Despite a veto of the budget by Gov. Cooper, House and Senate leadership garnered the needed votes to override the veto and approve the budget. Overall spending for the 2018 fiscal year (FY18) — which runs from July 2017 through June 2018 — is a 3.1 percent increase over the prior fiscal year. While this figure is slightly above the arbitrary formula of population plus inflation — which budget writers have used as a flawed guide for determining spending targets — it is insufficient to keep up with the growing cost of delivering public services to the state’s growing population and to make up for ground lost during the Great Recession.

Under the budget, total state spending for FY18 remains below 2008 pre-recession spending. Furthermore, the new budget marks nine consecutive years that state spending has declined as a share of the state’s economy (see Figure 1).
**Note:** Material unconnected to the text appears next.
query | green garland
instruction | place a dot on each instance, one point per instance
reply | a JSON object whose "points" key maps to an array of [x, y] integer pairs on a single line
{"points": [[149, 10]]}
The austerity budgeting that has defined nearly a decade of North Carolina policymaking is forced by continued tax cuts that have largely benefited the highest income earners in the state and profitable corporations — tax cuts that have reduced the dollars available to make smart public investments. Proponents justify further tax cuts with the claim that they have driven North Carolina’s improving economy. Evidence does not support this false claim, however. North Carolina’s economic recovery has been particularly uneven, with nearly all of the economic gains and job growth going to particular regions of the state and passing over far too many communities.

This reality highlights in no uncertain terms that economic prosperity has not been broadly shared and continued budget cuts to fund costly tax cuts are not the remedy for addressing the needs of communities across the state.

The new budget also fails to prepare for likely federal budget decisions that will have fiscal implications for North Carolina. The state recently experienced what uncertainty at the federal level means for North Carolinians upon learning that only$6.1 million of $930 million in requested federal funds (less than 1 percent) would be provided for disaster and relief efforts to address the aftermath of Hurricane Matthew. Despite this uncertainty and unfortunate reality, the new budget increases reliance on federal dollars to pay for core public investments such as early education and health services. As such, future lawmakers will face the challenge in the future of addressing the needs of a growing state with inadequate resources.

Tax cuts are the elephant in the room that lawmakers fail to acknowledge

The final budget includes a package of tax cuts that reduce available revenue by a total of 528 million over the two-year budget period. However, the full cost of the tax cuts will reduce available annual revenue by around $900 million, and this reality is not included or apparent in the budget because the tax cuts are set to kick in starting January 2019.